In summary, OMIC has experienced 31 cases related to ophthalmic anesthesia over the past 10 years. This represents only about 4% of all claims and is a small part of the 33% of claims related to cataract surgery, indicating that ophthalmic anesthesia needn’t be considered the riskiest part of cataract surgery. No standard of care exists with respect to choice of anesthetic technique and serious complications can occur with each method of anesthesia. The surgeon should choose the technique best suited to the needs of the patient and most appropriate for the procedure.

Risk Reduction Guidelines for Ophthalmic Anesthesia

  1. Stay alert to symptoms (sudden loss of vision or severe pain) and signs of needle perforation (hypotony, decreased red reflex, vitreous hemorrhage, hyphema or increased intraocular pressure) when administering injections around the eye.

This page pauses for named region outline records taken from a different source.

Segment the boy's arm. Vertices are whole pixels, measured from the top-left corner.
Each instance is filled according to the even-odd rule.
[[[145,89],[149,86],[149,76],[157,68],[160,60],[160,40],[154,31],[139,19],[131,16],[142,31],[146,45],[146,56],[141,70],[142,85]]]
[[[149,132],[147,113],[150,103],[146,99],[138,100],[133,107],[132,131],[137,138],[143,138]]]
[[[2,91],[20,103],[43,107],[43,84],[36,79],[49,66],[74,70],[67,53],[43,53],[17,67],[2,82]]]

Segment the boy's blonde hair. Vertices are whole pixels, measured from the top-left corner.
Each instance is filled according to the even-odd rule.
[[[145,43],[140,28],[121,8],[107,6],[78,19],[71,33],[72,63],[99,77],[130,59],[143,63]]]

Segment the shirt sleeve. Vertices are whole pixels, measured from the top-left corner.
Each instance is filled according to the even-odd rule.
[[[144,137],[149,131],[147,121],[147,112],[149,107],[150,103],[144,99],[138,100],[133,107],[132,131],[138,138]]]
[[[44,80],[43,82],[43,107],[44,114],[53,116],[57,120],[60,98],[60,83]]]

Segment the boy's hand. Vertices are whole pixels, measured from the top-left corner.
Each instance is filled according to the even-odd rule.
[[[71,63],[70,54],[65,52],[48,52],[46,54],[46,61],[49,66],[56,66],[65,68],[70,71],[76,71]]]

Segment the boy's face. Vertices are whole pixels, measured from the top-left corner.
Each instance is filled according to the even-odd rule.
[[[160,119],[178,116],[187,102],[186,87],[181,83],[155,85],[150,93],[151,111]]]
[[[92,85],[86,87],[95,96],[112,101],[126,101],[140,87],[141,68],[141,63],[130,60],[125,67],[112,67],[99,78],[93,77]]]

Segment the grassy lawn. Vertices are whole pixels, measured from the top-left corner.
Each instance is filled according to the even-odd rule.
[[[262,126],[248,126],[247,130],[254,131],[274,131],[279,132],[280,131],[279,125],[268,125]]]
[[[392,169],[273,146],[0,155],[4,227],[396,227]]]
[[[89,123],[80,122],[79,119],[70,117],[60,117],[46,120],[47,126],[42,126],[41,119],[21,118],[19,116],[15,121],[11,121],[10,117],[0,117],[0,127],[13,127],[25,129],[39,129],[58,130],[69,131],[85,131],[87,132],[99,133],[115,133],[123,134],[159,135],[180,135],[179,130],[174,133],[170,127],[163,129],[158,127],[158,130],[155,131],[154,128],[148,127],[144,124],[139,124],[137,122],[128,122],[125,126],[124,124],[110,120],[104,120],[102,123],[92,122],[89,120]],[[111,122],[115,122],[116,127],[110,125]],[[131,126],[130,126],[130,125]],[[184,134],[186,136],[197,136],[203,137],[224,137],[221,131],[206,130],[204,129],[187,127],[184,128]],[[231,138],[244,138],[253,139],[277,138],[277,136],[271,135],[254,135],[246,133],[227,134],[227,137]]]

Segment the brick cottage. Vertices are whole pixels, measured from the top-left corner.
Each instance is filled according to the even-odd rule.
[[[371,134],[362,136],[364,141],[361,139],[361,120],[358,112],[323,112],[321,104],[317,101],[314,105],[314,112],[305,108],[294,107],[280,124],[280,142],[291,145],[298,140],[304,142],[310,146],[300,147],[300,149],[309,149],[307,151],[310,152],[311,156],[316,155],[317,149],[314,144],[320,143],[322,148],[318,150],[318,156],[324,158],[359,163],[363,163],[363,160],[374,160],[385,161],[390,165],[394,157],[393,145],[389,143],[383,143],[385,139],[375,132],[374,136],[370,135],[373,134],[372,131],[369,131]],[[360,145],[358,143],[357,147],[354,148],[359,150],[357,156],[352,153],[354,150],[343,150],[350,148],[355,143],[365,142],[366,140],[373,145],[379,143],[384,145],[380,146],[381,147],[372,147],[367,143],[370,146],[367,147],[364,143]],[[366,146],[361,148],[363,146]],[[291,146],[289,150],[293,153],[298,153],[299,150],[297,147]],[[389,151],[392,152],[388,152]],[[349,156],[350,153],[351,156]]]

  2. If a perforation is recognized, abort the procedure, advise the patient of the complication and obtain an immediate retinal consult. A patient whose complication is recognized and treated early may have a better final outcome.
  3. Consider general, topical or blunt cannula local infiltration anesthesia in high-risk patients, i.e., high myopes, patients with prior scleral buckling or patients with a bleeding tendency, but remember these alternatives carry their own risks.
  4. The ophthalmic surgeon may be held liable for damages even if an anesthesiologist or CRNA administers the anesthesia. Ascertain and document that the anesthesiologist or CRNA is adequately trained to give ocular injections and alert them to any risk factors that might increase the possibility of needle perforation such as increased axial length, previous scleral buckle or posterior staphyloma.
  5. Consult with the patient’s primary care physician in cases where the severity of a pre-existing condition or illness could increase the patient’s anesthesia risks and document that you did so.
  6. Needle perforation is a rare but potentially serious complication of local anesthesia injection and may be explained as such in the informed consent discussion or document.